Step 3. Manual check of the alignment if unsure of the quality of the sequences before trimming:

trimal -in $ALIGNED -out $FILE -gt 05

Step 4. Run a phylogeny using a Maximum Likelihood approach:
with RAxML:

raxmlHPC-PTHREADS-SSE3 -n ${OUTPUT}_raxml-GTRgamma -s $FILE -m GTRGAMMA -p $RANDOM -x $(date +%s) -f a -N $BS -T 2

and/or RAxML-ng:

raxml-ng --all --msa $FILE --model GTR+G --tree pars{10} --prefix ${OUTPUT}_raxml-ng-GTRgamma --seed $RANDOM --threads $THREADS --bs-trees $BS

and/or IQ-TREE:

iqtree -s $FILE -st "DNA" -pre ${OUTPUT}_IQtree-mt -b $BS -seed $(date +%s) -mem $MEM -nt $THREADS -wbtl

and/or using a Bayesian Inference approach with MrBayes (you can find an example script here: phylo_mrBayes.sh):

mb < phylo_mrBayes.sh > ${OUTPUT}_mrBayesgamma.log

Step 5. Interpret your phylogenetic tree.
First from a methodological point of view: Are all nodes highly supported? Are there no polytomic nodes? Are there no long branches?
Then we add the biological thinking: Are the outgroups clearly defined and independent from the ingroup? Are the patterns among clades as previously reported/suggested/expected? Can you explain the tree topology according to the species you used (e.g.; rRNA genes, plastids, proteins)?
Lastly we add a broader context: can you explain the tree in a biological integrative context?
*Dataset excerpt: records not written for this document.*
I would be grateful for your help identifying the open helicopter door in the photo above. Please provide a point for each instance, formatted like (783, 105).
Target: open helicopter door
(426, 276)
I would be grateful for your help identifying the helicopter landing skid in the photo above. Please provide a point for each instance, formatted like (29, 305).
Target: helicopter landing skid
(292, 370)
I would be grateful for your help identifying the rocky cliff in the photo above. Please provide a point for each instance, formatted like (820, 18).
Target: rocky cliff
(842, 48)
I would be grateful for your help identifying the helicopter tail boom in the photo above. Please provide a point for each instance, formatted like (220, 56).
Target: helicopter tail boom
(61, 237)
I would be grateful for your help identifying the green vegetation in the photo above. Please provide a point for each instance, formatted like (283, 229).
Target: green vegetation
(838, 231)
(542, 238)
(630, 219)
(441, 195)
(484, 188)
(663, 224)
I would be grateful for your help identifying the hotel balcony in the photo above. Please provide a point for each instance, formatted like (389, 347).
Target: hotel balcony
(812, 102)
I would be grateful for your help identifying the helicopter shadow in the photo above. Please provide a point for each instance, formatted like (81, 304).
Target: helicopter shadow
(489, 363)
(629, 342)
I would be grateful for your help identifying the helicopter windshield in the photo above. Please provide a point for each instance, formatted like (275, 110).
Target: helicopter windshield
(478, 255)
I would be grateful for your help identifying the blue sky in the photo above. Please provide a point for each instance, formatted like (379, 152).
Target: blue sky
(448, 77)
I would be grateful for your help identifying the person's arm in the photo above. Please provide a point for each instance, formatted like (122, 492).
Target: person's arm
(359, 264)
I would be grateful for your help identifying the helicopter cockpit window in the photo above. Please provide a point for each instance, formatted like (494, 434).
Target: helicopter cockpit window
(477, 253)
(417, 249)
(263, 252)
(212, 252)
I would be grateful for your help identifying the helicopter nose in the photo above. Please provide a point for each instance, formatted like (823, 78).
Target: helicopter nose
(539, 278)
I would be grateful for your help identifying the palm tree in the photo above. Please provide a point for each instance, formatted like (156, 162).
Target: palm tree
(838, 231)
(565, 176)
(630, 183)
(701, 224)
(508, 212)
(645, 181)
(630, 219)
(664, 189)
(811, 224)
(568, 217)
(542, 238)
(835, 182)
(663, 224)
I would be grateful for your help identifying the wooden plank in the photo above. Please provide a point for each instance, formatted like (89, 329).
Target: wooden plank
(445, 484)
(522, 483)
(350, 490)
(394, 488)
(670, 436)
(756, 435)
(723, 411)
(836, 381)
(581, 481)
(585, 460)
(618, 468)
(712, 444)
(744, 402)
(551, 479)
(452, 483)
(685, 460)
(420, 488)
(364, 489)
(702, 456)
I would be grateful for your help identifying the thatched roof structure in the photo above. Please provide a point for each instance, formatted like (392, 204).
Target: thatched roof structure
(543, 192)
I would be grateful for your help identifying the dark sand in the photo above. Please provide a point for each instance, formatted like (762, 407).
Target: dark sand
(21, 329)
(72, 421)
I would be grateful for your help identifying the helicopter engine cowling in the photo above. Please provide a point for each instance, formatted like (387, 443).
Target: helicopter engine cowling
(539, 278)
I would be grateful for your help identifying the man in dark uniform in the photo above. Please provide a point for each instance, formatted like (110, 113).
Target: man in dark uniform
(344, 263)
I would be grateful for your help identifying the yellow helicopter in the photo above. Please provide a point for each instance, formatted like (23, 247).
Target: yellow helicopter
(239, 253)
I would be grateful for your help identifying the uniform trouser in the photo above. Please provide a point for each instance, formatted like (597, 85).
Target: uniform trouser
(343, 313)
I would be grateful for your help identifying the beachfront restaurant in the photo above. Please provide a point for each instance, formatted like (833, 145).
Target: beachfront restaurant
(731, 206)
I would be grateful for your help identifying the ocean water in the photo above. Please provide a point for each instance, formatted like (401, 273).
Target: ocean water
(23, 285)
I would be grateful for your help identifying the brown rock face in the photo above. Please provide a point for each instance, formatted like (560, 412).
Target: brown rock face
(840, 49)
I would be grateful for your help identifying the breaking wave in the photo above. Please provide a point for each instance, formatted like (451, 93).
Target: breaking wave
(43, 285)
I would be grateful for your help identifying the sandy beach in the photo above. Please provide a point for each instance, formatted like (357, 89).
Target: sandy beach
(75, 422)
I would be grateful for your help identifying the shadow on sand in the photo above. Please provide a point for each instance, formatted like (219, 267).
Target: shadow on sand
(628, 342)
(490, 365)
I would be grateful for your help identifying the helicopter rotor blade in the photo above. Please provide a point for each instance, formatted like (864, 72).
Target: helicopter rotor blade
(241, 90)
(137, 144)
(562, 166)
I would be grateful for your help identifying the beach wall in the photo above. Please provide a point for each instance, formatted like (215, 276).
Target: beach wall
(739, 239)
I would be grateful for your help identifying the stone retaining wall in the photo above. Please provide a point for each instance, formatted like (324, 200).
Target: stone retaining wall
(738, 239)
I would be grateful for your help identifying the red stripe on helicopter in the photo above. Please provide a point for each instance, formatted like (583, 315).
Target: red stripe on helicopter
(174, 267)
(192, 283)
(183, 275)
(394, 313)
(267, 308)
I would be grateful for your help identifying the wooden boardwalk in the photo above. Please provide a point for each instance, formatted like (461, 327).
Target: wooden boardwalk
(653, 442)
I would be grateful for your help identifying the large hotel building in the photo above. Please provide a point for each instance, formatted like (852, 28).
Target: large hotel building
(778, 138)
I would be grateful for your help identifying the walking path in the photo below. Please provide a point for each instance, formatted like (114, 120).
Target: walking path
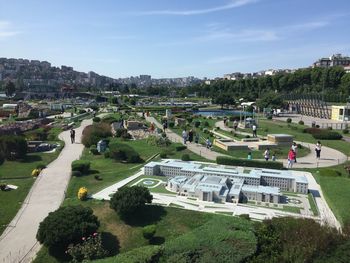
(196, 148)
(18, 242)
(330, 156)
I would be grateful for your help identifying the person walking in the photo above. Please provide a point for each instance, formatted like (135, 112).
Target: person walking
(254, 130)
(267, 154)
(291, 158)
(318, 150)
(235, 125)
(190, 136)
(295, 147)
(72, 135)
(184, 136)
(196, 138)
(208, 143)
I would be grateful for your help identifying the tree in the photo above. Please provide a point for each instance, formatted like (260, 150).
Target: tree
(67, 225)
(129, 200)
(10, 88)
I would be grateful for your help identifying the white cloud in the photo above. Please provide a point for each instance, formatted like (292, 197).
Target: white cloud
(6, 30)
(230, 5)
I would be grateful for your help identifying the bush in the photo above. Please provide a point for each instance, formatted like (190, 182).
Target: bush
(130, 200)
(13, 147)
(180, 148)
(67, 225)
(96, 132)
(91, 248)
(81, 166)
(248, 163)
(96, 119)
(76, 173)
(123, 152)
(149, 231)
(197, 124)
(93, 150)
(82, 193)
(185, 157)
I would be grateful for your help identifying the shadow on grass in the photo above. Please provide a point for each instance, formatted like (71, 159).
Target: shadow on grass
(110, 243)
(150, 214)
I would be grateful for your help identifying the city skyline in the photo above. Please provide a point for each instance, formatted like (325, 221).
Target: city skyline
(167, 39)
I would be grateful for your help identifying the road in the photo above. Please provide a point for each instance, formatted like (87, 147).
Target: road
(18, 242)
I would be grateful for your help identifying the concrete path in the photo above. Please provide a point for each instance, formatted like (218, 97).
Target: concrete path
(193, 147)
(18, 242)
(329, 156)
(105, 193)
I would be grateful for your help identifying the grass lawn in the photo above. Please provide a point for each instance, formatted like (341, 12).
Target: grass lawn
(19, 174)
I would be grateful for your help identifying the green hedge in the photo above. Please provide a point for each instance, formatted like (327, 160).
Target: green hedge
(248, 163)
(81, 166)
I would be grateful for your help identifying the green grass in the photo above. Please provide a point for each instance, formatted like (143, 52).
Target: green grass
(19, 174)
(313, 204)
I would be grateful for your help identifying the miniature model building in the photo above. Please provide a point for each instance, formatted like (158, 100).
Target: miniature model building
(219, 183)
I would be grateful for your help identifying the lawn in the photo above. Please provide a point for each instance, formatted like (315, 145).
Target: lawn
(19, 174)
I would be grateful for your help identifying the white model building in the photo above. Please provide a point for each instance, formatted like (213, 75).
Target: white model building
(219, 183)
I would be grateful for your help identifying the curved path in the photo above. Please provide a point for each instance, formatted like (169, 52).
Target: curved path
(18, 242)
(329, 156)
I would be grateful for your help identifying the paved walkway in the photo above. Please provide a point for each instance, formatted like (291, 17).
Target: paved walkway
(18, 242)
(196, 148)
(330, 156)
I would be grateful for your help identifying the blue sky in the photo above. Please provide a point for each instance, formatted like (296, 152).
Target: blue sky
(174, 38)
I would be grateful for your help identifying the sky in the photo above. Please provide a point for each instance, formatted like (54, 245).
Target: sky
(174, 38)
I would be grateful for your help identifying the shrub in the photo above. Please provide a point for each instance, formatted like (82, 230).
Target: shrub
(81, 166)
(123, 152)
(94, 133)
(82, 193)
(93, 150)
(67, 225)
(13, 147)
(127, 201)
(76, 173)
(91, 248)
(180, 148)
(96, 119)
(149, 231)
(185, 157)
(248, 163)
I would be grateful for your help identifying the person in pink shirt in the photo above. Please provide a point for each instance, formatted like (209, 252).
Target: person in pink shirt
(291, 158)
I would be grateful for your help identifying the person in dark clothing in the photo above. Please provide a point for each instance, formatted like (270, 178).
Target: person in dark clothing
(72, 135)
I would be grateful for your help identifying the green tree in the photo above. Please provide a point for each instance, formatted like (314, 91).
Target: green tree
(67, 225)
(129, 200)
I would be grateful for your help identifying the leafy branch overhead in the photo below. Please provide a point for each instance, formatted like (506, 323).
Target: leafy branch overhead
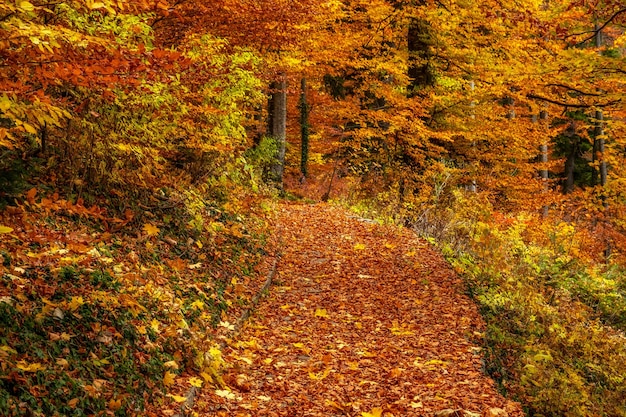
(143, 146)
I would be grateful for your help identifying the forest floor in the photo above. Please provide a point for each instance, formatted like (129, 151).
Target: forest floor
(361, 320)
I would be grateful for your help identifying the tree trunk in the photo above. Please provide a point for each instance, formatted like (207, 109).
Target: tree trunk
(543, 158)
(304, 128)
(420, 70)
(278, 126)
(570, 162)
For example if using genes/proteins, can you explain it from a morphological or ecological point of view? What is contributing to the state of the art of your research?
If not, then you should come back to Step 1, think again on the chosen species, try different alignment options and/or try to use different trimming options more suited to your scientific question.